Equity Linked Saving Scheme- In Equity Linked Saving Schemes, you can deposit money in lump sum and also through SIP. By investing in this, you can get better returns and also avail tax benefits.

Instead of investing directly in the stock market, it is better to choose the option of mutual funds. In this, you can invest a fixed amount every month through SIP. In recent times, the number of people investing in SIP has increased rapidly. Investment in mutual funds comes under the ambit of tax. But Equity Linked Saving Schemes (ELSS) is such a scheme, by investing in which you can get better returns and also avail tax benefits. For this reason ELSS is also called tax saving mutual fund scheme. Know here about this scheme which gives double benefit-

Three years lock in period

In equity linked saving schemes, you can deposit money in lump sum and can also do it through SIP. Its lock in period is very short. Generally, the lock in period in schemes like NSC, Tax Saving FD is of five years, whereas in ELSS it is only three years. After this you can withdraw money whenever you want or continue your investment.
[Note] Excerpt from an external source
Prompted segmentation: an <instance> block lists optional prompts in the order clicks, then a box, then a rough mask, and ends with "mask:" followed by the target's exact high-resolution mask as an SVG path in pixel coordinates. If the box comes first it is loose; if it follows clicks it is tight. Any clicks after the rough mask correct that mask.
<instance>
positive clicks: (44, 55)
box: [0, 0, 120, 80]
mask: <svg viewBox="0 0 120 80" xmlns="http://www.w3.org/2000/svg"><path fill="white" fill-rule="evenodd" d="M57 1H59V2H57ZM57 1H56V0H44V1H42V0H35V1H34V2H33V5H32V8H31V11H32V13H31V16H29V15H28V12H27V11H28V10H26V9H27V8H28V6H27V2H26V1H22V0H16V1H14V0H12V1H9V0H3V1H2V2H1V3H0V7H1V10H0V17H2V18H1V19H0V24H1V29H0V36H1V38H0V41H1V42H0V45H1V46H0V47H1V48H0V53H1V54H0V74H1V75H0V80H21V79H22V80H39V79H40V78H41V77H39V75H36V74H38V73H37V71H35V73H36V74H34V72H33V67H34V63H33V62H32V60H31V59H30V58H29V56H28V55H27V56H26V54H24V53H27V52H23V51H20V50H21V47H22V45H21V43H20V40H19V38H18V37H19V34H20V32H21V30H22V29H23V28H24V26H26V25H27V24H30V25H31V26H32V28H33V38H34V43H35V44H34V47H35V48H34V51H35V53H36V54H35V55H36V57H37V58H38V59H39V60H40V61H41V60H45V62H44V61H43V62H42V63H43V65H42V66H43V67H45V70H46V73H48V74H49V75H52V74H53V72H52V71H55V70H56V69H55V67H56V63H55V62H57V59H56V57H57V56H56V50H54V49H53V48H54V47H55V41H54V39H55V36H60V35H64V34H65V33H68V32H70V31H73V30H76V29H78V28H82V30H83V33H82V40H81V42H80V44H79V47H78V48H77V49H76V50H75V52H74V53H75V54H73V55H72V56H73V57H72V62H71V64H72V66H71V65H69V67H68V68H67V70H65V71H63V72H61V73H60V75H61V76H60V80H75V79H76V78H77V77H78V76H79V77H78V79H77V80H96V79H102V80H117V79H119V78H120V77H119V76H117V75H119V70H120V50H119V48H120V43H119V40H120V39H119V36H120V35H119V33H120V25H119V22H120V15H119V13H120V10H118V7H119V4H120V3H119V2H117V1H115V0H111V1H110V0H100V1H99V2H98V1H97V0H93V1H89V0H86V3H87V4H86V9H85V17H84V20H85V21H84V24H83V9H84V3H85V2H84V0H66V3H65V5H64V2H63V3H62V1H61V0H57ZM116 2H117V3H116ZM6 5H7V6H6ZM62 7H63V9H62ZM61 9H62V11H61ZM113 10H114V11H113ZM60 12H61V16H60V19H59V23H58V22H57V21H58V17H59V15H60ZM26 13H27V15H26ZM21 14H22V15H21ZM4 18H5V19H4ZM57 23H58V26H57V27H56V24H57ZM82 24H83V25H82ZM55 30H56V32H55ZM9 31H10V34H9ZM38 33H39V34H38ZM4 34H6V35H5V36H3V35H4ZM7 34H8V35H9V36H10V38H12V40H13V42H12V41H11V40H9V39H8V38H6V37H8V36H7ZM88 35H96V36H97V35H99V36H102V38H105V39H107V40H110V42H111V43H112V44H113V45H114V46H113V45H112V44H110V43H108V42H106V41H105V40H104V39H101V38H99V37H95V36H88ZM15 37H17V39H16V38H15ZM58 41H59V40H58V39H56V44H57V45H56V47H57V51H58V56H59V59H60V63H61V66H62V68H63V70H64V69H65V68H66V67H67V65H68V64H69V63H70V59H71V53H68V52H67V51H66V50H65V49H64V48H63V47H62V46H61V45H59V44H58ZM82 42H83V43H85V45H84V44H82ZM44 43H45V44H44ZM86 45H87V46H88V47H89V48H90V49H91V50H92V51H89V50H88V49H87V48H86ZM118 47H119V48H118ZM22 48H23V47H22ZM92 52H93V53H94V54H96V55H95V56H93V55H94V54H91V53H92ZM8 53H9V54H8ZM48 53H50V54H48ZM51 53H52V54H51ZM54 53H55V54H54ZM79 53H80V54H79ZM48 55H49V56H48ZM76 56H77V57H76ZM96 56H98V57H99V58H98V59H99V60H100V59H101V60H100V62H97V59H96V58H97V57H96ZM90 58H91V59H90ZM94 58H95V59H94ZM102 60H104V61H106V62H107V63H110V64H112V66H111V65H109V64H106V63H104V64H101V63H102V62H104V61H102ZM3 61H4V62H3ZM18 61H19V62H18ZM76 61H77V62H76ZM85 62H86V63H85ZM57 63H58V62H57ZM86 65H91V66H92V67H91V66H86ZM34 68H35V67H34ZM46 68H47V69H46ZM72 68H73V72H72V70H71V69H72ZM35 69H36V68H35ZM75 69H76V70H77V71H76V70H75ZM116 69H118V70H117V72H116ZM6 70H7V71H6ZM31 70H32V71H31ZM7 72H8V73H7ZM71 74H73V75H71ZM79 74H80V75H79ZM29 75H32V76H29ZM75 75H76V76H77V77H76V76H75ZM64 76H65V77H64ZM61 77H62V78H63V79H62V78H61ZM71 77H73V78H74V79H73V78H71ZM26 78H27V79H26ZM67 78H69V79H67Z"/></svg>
You can start investing even with Rs 500

In ELSS you get the option to choose the scheme according to your budget and convenience. You can start investing in it with just Rs 500. There is no limit on maximum investment. According to experts, long term investment in ELSS can give better returns. In such a situation, it is capable of wealth creation.

Tax benefits

There is tax saving on exiting ELSS schemes after 3 years. In this, income tax exemption is available up to a maximum limit of Rs 1.5 lakh under Section 80C of Income Tax. You will get the benefit of this deduction only in the old tax system. Apart from this, you get other tax exemption on the returns you get on investment. In fact, capital gains tax is also levied on the returns received in this. Long-term capital gains on ELSS are tax free up to Rs 1 lakh. Long term capital gains above this are taxed at the rate of 10 percent. Apart from this, cess and surcharge have to be paid.